Humans have long used physical objects as sites of meaning, with some artifacts becoming repositories for memories and personal narratives. In this interactive installation members of the public explore a collection of objects that have been embedded with oral histories through RFID technology, which provides a way to link digital information to physical items.

On Saturday 17 February there will be a workshop at Play Station gallery where members of the public can bring along their own items of personal significance and record the stories associated with them. These objects will form the collection presented in the shipping container and will be returned to their owners after the Arcade.


If you would like to participate in the workshop visit this event page. During the Arcade visitors can also bring their own items to be added to the collection.
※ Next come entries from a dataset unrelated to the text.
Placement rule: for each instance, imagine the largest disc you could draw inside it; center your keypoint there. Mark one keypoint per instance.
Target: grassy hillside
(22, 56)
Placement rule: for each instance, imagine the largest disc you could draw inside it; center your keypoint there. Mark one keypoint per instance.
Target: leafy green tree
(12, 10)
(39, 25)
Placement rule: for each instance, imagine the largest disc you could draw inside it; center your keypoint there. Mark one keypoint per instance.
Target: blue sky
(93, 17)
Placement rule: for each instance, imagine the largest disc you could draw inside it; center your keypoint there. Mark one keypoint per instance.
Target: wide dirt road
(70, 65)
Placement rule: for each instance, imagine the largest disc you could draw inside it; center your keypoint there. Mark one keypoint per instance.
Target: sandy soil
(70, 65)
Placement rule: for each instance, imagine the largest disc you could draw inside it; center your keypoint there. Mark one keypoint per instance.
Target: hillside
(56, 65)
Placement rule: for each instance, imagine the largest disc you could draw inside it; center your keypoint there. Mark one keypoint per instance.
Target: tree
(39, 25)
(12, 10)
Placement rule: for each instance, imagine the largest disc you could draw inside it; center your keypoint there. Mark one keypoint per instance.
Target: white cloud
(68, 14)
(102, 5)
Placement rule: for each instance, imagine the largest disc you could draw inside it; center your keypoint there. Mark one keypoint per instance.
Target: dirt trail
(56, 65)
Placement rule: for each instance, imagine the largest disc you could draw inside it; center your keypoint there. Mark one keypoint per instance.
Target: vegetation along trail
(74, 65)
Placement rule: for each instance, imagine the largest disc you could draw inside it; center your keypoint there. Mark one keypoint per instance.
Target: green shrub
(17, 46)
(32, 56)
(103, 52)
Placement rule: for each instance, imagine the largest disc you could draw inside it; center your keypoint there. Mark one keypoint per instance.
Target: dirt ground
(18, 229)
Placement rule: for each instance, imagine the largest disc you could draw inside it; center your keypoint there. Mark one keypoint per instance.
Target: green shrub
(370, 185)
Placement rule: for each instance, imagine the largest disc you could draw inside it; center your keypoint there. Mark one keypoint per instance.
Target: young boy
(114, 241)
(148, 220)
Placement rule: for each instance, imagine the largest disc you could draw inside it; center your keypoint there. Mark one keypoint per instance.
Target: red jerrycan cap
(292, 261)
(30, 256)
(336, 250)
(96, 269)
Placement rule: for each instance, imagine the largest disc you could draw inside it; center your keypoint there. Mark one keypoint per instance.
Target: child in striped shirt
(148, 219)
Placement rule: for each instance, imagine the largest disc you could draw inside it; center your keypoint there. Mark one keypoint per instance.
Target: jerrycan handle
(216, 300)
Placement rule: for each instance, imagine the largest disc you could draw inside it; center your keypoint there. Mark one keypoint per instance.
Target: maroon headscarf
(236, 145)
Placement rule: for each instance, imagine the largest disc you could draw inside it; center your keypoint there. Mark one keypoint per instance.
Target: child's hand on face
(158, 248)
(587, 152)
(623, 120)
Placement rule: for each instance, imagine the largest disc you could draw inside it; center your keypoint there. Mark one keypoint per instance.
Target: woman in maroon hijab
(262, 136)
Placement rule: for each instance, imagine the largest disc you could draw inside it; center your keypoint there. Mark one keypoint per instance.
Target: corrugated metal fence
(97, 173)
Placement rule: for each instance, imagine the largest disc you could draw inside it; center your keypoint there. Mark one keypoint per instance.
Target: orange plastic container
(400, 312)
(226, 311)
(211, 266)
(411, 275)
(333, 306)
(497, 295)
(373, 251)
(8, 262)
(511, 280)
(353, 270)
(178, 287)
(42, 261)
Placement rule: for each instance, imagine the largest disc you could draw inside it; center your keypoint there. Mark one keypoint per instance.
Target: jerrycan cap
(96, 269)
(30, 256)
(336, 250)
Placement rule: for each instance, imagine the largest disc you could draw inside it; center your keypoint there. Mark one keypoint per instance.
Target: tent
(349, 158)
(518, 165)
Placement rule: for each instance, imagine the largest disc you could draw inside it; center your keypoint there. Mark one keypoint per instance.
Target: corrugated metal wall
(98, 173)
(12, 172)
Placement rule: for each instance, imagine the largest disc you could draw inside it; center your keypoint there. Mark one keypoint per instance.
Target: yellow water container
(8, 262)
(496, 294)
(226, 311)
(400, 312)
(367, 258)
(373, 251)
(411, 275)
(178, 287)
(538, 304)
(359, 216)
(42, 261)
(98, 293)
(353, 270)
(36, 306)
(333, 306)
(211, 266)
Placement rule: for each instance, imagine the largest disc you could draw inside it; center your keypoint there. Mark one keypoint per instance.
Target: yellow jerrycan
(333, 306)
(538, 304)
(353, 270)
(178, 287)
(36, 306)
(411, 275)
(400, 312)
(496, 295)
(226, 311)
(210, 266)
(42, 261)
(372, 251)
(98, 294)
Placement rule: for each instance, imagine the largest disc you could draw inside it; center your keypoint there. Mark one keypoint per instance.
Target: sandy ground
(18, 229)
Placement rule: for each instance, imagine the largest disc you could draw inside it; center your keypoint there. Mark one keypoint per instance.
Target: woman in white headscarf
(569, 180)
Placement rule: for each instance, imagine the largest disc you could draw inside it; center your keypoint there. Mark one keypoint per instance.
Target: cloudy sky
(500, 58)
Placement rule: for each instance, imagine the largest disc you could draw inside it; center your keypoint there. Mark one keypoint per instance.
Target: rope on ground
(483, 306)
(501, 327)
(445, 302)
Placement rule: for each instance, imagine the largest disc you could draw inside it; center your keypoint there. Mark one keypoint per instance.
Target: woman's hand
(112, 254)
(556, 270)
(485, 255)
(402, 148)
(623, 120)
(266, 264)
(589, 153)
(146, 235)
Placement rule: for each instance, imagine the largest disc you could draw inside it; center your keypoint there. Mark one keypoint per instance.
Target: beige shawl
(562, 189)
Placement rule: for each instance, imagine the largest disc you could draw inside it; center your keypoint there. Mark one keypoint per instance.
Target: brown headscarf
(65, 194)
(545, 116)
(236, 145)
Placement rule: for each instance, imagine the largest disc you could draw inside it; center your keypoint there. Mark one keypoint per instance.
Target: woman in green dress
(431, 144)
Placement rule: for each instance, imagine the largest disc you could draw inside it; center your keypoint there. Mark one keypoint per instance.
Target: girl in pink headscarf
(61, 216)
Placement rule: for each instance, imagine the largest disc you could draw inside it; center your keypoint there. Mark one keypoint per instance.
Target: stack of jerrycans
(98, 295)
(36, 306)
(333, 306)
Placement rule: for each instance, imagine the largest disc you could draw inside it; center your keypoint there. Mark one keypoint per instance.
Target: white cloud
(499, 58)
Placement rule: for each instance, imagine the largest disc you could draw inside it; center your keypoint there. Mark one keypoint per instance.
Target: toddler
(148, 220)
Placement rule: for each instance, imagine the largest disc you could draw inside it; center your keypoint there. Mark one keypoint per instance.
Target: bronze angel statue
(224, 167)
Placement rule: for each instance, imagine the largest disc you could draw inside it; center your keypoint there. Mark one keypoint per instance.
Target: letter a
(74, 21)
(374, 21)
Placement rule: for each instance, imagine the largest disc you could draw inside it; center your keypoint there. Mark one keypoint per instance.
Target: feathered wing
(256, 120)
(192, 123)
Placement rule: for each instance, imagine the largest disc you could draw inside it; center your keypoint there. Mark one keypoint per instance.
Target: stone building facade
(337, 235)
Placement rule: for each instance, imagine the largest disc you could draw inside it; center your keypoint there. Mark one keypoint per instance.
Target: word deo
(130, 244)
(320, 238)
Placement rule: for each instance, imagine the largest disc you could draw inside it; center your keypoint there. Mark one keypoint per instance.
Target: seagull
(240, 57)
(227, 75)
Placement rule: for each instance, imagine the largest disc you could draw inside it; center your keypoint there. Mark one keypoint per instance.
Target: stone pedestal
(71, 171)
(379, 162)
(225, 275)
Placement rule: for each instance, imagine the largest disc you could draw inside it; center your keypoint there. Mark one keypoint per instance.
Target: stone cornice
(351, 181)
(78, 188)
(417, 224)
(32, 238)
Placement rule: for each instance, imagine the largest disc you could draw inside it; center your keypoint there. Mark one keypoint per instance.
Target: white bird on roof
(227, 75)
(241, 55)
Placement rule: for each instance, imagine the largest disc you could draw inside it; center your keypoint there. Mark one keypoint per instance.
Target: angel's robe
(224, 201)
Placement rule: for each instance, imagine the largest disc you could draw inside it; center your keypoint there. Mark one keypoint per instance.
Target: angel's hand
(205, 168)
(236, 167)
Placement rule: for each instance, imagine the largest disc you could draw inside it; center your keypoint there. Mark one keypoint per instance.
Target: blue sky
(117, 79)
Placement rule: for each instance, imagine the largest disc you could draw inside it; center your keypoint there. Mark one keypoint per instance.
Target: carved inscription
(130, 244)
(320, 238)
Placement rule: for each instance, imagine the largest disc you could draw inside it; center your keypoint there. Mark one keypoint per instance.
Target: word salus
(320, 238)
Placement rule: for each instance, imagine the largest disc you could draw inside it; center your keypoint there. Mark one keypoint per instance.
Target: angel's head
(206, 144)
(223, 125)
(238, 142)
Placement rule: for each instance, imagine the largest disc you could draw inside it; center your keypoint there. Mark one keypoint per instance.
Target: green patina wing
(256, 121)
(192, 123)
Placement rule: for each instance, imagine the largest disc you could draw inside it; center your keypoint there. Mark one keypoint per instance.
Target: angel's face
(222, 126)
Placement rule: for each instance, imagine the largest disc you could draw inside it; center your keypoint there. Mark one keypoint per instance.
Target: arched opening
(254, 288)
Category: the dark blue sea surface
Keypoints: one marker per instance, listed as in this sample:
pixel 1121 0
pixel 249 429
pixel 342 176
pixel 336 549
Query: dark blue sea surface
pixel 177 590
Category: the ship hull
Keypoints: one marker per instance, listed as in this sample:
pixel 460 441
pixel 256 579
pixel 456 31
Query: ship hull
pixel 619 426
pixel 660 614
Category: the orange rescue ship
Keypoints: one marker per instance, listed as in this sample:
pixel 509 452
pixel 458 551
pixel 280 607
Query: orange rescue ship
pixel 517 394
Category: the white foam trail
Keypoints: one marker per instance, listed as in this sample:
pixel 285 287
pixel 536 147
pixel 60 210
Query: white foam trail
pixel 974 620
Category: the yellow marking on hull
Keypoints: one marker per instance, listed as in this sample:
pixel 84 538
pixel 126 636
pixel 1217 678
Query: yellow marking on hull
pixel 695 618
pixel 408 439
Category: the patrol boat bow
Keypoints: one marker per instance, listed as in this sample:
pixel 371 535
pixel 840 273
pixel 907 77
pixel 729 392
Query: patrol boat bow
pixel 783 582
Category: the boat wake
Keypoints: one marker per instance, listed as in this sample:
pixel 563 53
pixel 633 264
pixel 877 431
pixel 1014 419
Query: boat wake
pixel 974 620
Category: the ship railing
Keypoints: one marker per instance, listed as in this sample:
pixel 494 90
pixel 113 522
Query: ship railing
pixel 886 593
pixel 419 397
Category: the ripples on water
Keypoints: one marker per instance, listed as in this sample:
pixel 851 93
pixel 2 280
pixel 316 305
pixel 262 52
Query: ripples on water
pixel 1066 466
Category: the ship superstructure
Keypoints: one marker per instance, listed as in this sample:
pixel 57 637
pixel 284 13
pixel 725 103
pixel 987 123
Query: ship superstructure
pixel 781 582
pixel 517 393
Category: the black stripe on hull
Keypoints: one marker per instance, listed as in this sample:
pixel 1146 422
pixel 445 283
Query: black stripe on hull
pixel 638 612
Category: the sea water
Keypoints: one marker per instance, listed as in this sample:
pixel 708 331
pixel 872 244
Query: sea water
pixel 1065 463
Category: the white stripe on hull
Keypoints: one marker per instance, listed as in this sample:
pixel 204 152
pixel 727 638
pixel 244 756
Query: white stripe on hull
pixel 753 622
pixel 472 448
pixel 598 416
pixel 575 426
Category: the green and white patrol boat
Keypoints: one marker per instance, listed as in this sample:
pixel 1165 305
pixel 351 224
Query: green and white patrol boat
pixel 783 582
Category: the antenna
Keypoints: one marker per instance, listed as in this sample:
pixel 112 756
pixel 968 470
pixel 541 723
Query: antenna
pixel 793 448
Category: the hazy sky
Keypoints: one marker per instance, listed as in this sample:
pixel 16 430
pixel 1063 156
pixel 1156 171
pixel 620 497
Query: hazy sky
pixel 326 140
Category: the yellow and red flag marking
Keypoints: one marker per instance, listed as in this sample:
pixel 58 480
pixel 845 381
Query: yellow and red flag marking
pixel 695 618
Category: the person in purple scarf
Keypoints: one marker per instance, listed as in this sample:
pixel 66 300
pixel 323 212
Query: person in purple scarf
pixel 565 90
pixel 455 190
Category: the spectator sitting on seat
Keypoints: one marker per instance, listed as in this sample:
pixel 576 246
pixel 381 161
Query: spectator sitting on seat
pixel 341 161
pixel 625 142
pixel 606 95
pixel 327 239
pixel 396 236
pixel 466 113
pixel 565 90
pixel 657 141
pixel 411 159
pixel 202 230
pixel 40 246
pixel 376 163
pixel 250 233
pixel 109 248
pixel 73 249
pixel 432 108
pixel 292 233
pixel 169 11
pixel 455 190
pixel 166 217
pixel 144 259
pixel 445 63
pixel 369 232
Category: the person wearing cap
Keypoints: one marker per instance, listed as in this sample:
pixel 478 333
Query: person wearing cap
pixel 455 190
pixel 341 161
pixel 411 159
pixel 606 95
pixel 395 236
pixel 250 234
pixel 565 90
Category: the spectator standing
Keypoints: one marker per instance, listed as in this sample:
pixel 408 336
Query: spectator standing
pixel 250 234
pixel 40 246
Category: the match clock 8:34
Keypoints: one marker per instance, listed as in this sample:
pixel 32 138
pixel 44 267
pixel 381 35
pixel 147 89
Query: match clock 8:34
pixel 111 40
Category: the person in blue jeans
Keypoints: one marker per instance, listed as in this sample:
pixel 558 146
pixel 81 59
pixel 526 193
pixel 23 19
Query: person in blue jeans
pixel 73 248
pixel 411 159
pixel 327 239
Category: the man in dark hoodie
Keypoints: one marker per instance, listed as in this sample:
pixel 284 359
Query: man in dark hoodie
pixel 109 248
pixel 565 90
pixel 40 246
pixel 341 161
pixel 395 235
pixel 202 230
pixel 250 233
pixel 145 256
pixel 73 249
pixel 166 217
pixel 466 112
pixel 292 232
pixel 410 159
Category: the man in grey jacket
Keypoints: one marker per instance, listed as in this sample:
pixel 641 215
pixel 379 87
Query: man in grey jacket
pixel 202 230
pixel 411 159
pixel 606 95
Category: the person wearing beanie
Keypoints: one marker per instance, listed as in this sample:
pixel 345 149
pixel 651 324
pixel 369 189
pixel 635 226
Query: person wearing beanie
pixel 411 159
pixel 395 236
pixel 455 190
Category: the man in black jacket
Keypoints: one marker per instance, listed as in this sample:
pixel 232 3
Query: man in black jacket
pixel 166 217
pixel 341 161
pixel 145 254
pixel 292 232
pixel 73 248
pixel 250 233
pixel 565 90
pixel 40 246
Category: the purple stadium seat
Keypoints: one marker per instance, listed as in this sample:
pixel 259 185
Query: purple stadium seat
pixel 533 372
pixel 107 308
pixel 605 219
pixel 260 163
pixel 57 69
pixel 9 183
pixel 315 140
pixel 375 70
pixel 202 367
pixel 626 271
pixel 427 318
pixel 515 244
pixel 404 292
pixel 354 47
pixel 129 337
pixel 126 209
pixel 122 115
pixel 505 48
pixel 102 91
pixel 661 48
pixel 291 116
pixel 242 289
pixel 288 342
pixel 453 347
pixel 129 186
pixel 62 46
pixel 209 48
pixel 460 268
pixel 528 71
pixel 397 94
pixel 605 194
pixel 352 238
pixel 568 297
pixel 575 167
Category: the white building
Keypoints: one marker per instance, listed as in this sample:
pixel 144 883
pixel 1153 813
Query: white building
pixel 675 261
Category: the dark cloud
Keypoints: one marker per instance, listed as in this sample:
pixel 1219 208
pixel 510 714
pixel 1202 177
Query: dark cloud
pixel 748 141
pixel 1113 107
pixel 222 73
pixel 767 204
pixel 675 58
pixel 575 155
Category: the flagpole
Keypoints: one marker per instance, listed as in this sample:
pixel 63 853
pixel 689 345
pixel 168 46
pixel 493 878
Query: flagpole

Sarah Burrell is an interactive artist who uses sound, new technologies, and custom-designed objects to create a dialog between participants their urban surroundings. Her work has been exhibited in New Zealand, the Czech Republic, the UK, the United States, and most recently at Art Prospekt in St. Petersburg—the first large-scale public art festival in Russia. 

Having begun her career as a performance designer for the stage, theatre and storytelling remains a central influence within her work. She uses sound as a tool to overlay the present, offering alternate readings and uncovering the narrative potential in everyday spaces. Her projects take the form of sound installations, audio walks, performance experiences, and design interventions—creating innovative hybrid works that invite people to reimagine the world they live in and how they participate in it.

Sarah has also collaborated with designer Andrew Simpson under the name LudiCity—ludic being the Latin word for play and the city being both the subject and site of their work.